Russ spent a year working at Luna Innovations Nanoworks in Danville, VA. His apprenticeship work involved the development of Luna’s TRIMETASPHERE® carbon nanomaterials for organic photovoltaics. Luna supported him throughout his Ph.D. thesis work.
Jianyun Zhou at Seagate
Jianyun did her apprenticeship in the Litho group at Seagate Research Center in Pittsburgh, PA. She focused mainly on electron beam lithography. Her project involved both simulations and experiments searching for an optimized design of the hard disk writing head. She was able to obtain very good high aspect ratio structures for the writing head.
Simon Hale at IBM
Simon Hale spent one year at IBM’s Almaden Research Center, in San Jose, California on problems related to increasing the density of storage on magnetic tapes for archival storage.
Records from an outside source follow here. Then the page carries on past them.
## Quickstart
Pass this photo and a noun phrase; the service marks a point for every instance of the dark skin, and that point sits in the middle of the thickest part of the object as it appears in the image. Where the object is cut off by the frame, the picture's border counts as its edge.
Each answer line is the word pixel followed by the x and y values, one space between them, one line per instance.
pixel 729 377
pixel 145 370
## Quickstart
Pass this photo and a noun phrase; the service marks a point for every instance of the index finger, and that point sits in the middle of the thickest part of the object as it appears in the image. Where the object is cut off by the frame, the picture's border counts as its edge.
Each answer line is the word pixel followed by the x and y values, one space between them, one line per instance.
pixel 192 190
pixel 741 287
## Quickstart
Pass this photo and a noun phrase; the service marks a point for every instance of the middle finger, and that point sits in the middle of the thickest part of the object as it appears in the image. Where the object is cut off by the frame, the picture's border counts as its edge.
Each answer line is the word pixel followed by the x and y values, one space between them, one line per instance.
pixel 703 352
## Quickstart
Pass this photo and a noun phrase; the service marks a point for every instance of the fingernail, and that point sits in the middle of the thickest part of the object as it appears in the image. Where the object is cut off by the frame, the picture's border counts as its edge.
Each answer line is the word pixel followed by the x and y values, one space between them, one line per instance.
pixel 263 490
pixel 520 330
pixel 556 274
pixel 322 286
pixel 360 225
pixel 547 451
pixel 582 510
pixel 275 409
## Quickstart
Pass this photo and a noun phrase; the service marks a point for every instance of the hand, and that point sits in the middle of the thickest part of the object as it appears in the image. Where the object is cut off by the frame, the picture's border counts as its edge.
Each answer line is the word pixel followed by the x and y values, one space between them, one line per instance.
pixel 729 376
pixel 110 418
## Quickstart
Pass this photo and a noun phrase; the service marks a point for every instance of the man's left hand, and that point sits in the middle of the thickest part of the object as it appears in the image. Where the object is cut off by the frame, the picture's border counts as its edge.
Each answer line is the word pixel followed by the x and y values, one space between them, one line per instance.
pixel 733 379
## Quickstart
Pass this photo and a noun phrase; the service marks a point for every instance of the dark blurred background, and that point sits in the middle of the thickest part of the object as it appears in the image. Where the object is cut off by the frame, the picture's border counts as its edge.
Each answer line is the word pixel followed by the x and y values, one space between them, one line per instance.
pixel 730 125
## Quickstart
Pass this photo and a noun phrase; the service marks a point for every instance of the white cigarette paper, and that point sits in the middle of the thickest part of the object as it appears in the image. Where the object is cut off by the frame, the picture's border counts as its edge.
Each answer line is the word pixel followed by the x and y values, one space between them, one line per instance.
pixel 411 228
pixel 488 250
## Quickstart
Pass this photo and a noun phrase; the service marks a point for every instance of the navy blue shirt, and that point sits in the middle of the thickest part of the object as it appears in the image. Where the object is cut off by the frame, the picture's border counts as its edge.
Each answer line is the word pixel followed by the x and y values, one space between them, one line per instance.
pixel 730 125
Simon’s work involved writing a user-friendly computer code to calculate the switching properties of bits of data on tape. Focusing on cases when the physical size of the bit is made very small and one needs to worry about the effects of temperature, the shape of the grains, and the properties of the read/write magnetic field.
Michael Helle at Naval Research Lab
Mike spent a year working in the Plasma Physics Division working on several projects. The first project involved developing a computer code to model the propagation of intense laser pulses in water for NRL’s remote underwater acoustic source program. Mike also experimentally investigated the plasma density of an air-plasma filament. Mike remained at NRL for his Ph.D. thesis research, focusing on investigating the effects of externally injecting an electron beam into a laser wakefield acceleration structure.